The Unmaking of a President
Governing in prose is one thing. Preferring weasel words to governing at all is another
by Matthew Norman
August 3, 2011
I hate to come over all crudely simplistic about an event of byzantine complexity, because the cards Obama held were, like so many of the hands dealt him since taking office, close to unplayable. As Sarah Churchwell brilliantly wrote on these pages yesterday, there is no negotiating with as delusional, anti-democratic and rank ignorant an entity as the Tea Party. These people are the modern version of Samson, literature's first suicide bomber, and would bring the temple down on themselves to kill the enemy, be that the concept of taxation itself or a black leader, or both.
Obama survived by placating them. He may even, though it is far too soon to tell, have narrowed the odds on his re-election. If he has simultaneously repositioned himself as a centrist and highlighted Republican extremism, as Bill Clinton did to propel himself to a 1996 landslide after Newt Gingrich shut down the federal government, it may yet be seen as a masterstroke.
This column comes in sorrow rather than anger. He is, as I said, a good man, and who believed that one of those could win the White House? But no more than noble intent and high intellect is goodness enough. As the age of American hegemony implodes, war is being waged in the US between progressive and reactionary forces. In allowing the latter such an unmitigated triumph, he first retreated, then first went missing in action, and finally resurfaced to claim victory. All politicians do that, you might say, and therein lies the peculiarly tragic nature of this presidency. What was Obama, after all, if not the alternative to all politicians?

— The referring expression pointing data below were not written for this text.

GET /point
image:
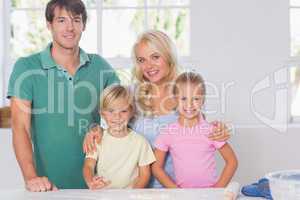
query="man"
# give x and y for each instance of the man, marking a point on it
(54, 94)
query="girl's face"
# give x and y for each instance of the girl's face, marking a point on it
(153, 66)
(117, 114)
(190, 100)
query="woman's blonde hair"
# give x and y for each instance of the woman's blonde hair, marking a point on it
(114, 92)
(192, 78)
(162, 43)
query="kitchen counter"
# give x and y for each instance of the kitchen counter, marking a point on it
(139, 194)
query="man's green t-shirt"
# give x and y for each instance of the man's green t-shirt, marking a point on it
(63, 109)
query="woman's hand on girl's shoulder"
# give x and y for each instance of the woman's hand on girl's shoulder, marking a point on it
(91, 139)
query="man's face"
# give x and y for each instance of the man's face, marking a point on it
(66, 29)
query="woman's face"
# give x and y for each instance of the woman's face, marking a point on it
(153, 66)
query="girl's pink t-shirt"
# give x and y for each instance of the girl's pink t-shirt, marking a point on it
(193, 154)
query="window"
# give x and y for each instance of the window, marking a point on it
(112, 26)
(295, 55)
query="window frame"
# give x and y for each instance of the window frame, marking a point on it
(99, 7)
(292, 61)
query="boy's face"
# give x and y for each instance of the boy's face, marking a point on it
(189, 100)
(117, 114)
(66, 29)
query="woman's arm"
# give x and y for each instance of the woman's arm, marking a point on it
(91, 139)
(158, 169)
(231, 165)
(143, 178)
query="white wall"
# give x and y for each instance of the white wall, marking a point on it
(244, 42)
(10, 173)
(241, 42)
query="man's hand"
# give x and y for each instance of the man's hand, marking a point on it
(40, 184)
(98, 183)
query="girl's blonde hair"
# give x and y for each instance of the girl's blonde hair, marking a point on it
(114, 92)
(165, 47)
(192, 78)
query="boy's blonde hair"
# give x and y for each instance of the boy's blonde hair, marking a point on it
(165, 47)
(114, 92)
(192, 78)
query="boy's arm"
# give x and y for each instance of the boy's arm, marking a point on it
(231, 164)
(88, 170)
(144, 176)
(158, 169)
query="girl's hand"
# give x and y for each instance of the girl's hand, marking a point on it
(220, 132)
(98, 183)
(91, 139)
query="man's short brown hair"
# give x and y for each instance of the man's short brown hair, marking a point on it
(76, 7)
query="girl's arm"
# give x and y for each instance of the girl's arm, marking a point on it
(93, 182)
(158, 169)
(143, 178)
(231, 164)
(220, 132)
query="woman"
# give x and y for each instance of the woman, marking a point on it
(155, 70)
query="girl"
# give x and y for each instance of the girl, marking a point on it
(155, 69)
(186, 140)
(123, 157)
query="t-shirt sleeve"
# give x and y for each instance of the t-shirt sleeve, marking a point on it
(146, 154)
(215, 144)
(20, 82)
(94, 155)
(162, 141)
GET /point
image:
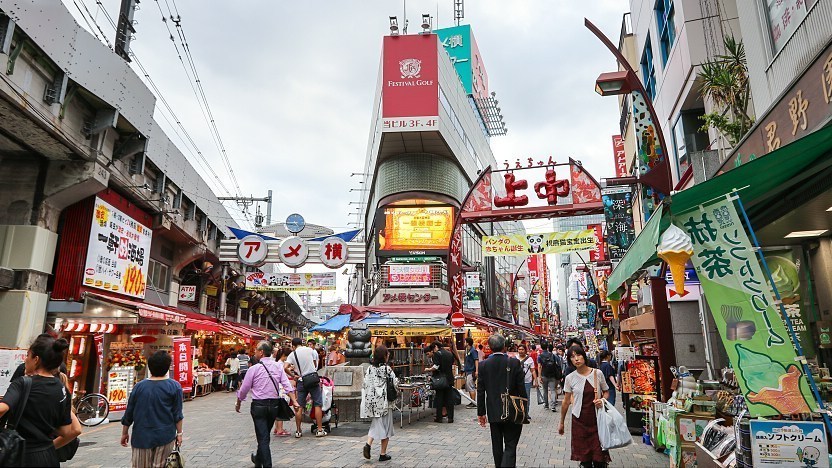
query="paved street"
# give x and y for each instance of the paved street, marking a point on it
(216, 436)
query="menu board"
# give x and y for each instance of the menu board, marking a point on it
(118, 253)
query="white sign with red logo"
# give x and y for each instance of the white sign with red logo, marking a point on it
(293, 251)
(187, 293)
(408, 275)
(183, 368)
(333, 252)
(252, 251)
(118, 253)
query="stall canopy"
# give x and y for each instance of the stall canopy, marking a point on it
(334, 324)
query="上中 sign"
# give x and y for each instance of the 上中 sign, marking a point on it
(788, 443)
(259, 281)
(118, 252)
(740, 298)
(187, 293)
(529, 244)
(408, 275)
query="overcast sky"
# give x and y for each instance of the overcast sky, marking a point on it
(291, 84)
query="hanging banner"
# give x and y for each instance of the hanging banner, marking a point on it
(118, 253)
(259, 281)
(522, 245)
(789, 275)
(183, 368)
(752, 331)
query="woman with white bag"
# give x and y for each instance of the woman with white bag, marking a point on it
(584, 391)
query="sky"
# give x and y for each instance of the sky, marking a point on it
(290, 85)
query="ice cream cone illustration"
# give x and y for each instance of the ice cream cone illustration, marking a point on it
(676, 248)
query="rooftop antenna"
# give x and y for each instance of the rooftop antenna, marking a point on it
(459, 11)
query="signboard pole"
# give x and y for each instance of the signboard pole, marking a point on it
(800, 357)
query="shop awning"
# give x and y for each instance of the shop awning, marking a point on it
(641, 254)
(334, 324)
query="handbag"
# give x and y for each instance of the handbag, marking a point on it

He could have drawn a line in the sand. He, who claimed he'd rather be a transformational one-term president than a two-term duffer, could have said, "You didn't elect me to preside over a brutal diminution of the rights of the needy, and I won't have it" and risked himself in the fight to spread the pain between poor and wealthy. He might have lost and become unelectable – even been forced to stand aside in 2012 for Hillary Clinton.